May 20th, 2015, 09:28 PM

I had a hunch that the addressing was slightly different. I just didn't know how to find it. Apparently you did. This would be a good setting for servers that don't get booted frequently, but you want to more thoroughly check RAM during boot. Everything is fixable in linux. Patience is key.

UCyborg

May 22nd, 2015, 07:50 PM

Forget my last post, the part about different address, it's irrelevant, it's only different because Linux tests 8 bytes at once compared to Memtest86 that does 4. I think much of confusion regarding all of this comes from the fact that some memory is actually mapped above 4 GB and the fact how Memtest86 reports badram patterns. Long story short, I found correct value for GRUB_BADRAM, it's "0x0000000133a9feac,0xfffffffffffffffc". It seems badram patterns that it reports are only valid in 32-bit world. With 64-bit, the actual address that it reports as faulty must be taken into account, not the address it reports in BadRAM pattern reporting mode. Not quite sure about the mask, the easiest and clumsiest way would be switching to BadRAM pattern reporting mode...or it can be calculated from error bits or maybe some other data.
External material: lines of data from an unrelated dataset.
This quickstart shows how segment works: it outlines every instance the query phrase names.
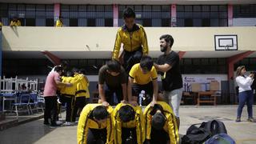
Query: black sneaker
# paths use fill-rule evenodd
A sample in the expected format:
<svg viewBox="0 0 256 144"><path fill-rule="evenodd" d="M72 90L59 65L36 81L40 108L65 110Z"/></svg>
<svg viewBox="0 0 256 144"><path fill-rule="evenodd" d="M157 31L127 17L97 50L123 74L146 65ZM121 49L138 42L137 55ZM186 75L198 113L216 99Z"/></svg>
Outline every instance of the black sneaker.
<svg viewBox="0 0 256 144"><path fill-rule="evenodd" d="M256 122L256 120L254 118L249 118L247 121L251 122Z"/></svg>
<svg viewBox="0 0 256 144"><path fill-rule="evenodd" d="M237 118L237 119L235 120L236 122L241 122L241 118Z"/></svg>
<svg viewBox="0 0 256 144"><path fill-rule="evenodd" d="M50 123L49 123L49 122L43 122L43 126L50 126Z"/></svg>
Maybe Memtest86 6.x (EFI computers only) reports badram patterns correctly for x64, older versions don't, neither Memtest86 nor Memtest86+.

Or as an alternative, take a faulty address and shift bits to the right by 12, then use kernel parameter memmap like this:

memmap=4K$<result>,4K$<...>

Depends on where the parameter was entered, 1 or 3 backslashes might need to be added before dollar sign for it to work.